Many questions we get on the show and website pertain to testosterone. First it must be stated that low testosterone is a disease and should be diagnosed and treated by a physician. The symptoms of low testosterone may include fatigue, irritability, decreased mood and changes in body mass. Decreased sexual function may or may not be present. There is a questionaire on this site to help self-evaluate your symptoms. The diagnosis is then confirmed by getting a testosterone level in the face of some or all the fore mentioned symptoms. There are several other levels that need to be checked and these are at the discretion of your physician when being evaluated for low testosterone which is out of the scope of this blog. There are several ways to treat low testosterone and here again your physician will help determine your best option.

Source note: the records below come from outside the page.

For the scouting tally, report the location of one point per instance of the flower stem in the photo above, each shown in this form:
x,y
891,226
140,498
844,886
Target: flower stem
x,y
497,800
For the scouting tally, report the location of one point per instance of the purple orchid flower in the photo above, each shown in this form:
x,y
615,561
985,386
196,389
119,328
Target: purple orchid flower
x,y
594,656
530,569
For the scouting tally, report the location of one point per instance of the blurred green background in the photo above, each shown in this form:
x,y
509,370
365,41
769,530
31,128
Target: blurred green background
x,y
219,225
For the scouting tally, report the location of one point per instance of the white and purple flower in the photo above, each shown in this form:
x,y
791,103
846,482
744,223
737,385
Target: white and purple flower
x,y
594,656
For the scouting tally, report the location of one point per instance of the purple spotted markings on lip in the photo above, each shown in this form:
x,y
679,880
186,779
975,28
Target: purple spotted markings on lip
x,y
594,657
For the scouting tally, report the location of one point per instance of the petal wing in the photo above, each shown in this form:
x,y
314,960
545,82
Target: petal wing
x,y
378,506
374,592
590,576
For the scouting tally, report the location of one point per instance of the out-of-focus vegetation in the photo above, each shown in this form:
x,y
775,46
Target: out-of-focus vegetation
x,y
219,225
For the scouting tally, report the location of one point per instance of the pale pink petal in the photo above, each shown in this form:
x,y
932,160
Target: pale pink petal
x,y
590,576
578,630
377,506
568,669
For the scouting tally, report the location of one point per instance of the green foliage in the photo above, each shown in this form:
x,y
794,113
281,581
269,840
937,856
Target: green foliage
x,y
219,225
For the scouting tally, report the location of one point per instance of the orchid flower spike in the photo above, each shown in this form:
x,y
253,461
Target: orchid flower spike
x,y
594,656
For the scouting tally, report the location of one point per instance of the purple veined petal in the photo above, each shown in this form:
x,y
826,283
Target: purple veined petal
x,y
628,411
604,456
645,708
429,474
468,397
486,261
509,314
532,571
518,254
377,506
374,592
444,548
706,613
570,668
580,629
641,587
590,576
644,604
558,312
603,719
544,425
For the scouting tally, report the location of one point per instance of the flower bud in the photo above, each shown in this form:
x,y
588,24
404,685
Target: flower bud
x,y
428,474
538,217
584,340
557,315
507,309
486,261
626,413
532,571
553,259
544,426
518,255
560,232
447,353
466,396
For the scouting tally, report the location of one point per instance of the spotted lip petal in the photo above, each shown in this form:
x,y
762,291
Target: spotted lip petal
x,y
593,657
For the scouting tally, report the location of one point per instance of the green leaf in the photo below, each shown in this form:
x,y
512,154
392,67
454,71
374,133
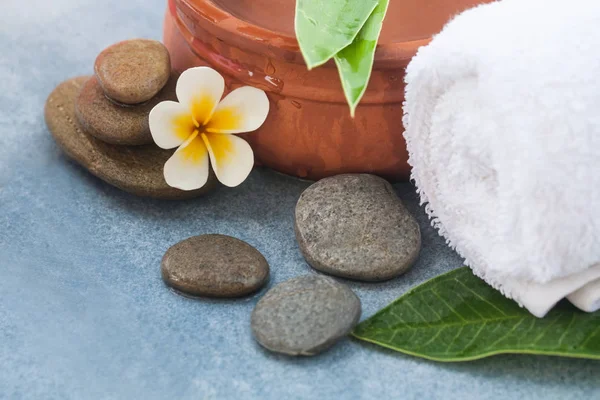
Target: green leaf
x,y
355,62
458,317
324,27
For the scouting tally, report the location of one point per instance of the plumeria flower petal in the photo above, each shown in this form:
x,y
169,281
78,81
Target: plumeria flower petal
x,y
243,110
203,129
231,157
188,169
200,89
170,124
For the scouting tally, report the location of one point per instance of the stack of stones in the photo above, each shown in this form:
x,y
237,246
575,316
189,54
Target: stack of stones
x,y
102,121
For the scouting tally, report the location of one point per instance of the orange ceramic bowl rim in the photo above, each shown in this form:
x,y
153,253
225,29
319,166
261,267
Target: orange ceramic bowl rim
x,y
388,55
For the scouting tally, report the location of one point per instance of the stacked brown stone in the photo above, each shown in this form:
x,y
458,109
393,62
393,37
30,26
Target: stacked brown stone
x,y
102,121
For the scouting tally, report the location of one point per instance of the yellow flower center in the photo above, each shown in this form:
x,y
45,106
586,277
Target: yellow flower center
x,y
196,130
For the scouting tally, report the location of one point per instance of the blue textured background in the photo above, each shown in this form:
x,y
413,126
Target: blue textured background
x,y
83,311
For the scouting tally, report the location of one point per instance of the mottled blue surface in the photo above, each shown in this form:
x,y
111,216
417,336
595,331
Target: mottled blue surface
x,y
83,311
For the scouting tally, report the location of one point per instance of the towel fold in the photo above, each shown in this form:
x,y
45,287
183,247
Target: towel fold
x,y
502,119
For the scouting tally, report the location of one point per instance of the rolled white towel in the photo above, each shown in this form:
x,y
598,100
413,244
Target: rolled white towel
x,y
502,119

The most common treatment is replacement through an external source. There are several options; however topical agents tend to be the most popular. Low testosterone is different from the normal fluctuations many men experience as part of everyday life, which may have some of the same symptoms but the levels are low normal and don’t require replacement. The causes of these dips become more pronounced with age. The causes that adversely affect testosterones levels include stress, lack of sleep, high alcohol intake, inactivity and a poor diet. Changes in lifestyle as well as Revita-t can help optimize testosterone levels and minimize these fluctuations. The goal is to maximize and optimize your testosterone level. Individual responses will vary and lifestyle changes are a important component of success. Revita-t is not intended to treat the disease known as low testosterone. If you are concerned that you have low testosterone based on the questionnaire or the above information you should seek an evaluation by a physician.

Decreased Ejaculation

The problem is many men are not educated about their own function or what normal function means. The ability or inability to ejaculate is related to a multitude of factors. First, ejaculation and erections are two separate mechanisms. The ability to do one or the other is possible independent of the other. However, factors that affect the ability to achieve an erection also affect the ability to ejaculate. The most common factor is simply getting older. As men age, their ability to ejaculate, the frequency of ejaculation and the volume of ejaculation decrease. It is related to the unrelenting and unstoppable process of aging. It is not hopeless, there are things men can do to slow the aging process. Maintaining general health and fitness as well as not smoking is a place to start.